Demasiada felicidad

Miguel Molina Díaz
Quito, Ecuador

Sospecho que sin los libros me hubiera vuelto loco. Una parte fundamental de mi vida ha tenido lugar en los insospechados paisajes ficcionales creados por los narradores que he leído. Así conocí Europa antes de poner mis pies sobre ella: el París de Cortázar, el San Petersburgo de Tolstoi, el Londres de Dickens. Gracias a los libros nació mi amor por el Nueva York de Salinger, de Melville, de Dos Passos, de Capote y de ese genio Francis Scott Fitzgerald.

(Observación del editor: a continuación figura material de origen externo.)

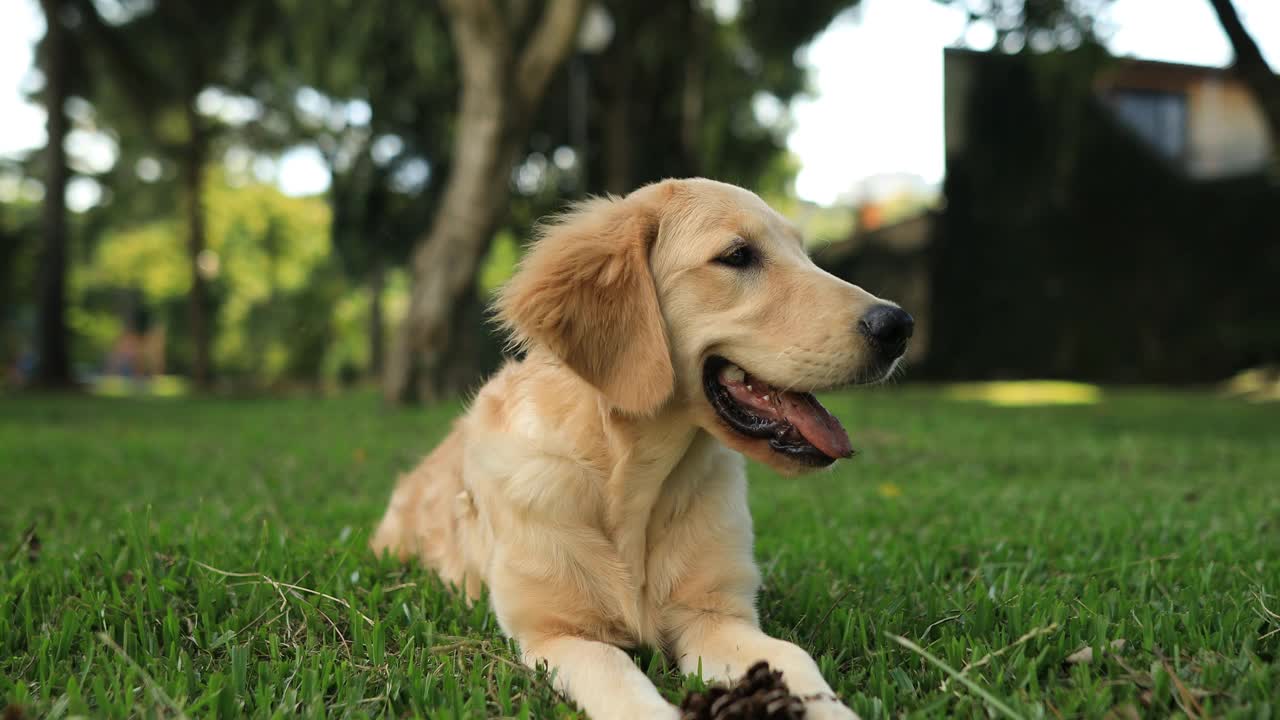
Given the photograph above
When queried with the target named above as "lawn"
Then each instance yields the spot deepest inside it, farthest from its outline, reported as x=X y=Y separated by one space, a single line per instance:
x=208 y=557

Gracias a Alice Munro, la Nobel de Literatura 2013, he tenido la oportunidad de explorar las provincias canadienses de Ontario y la Columbia británica, así como la imagen clara y hasta cierto punto radiante de ciudades como Victoria, Vancouver y Toronto.

Su libro ‘Demasiada felicidad’ (Lumen, 2010) es sin lugar a dudas un manual sobre la escritura de cuentos. Hablar de Munro, muy probablemente, implica referirse a la mejor cuentista viva en todas las lenguas. No es exageración que sus compatriotas la llamen la “Chejov canadiense”. En realidad, el género del cuento ha alcanzado uno de sus puntos más altos gracias a sus manos.

Recuerdo que la Academia Sueca, el día en que le concedió el Premio Nobel, calificó el estilo de Munro como “realismo psicológico”. Fue acertada la reflexión de los suecos: en los cuentos de la canadiense hay un profundo e íntimo conocimiento de la mente humana. De hecho, ese es el material esencial con el que ella ha trabajado y levantado su obra.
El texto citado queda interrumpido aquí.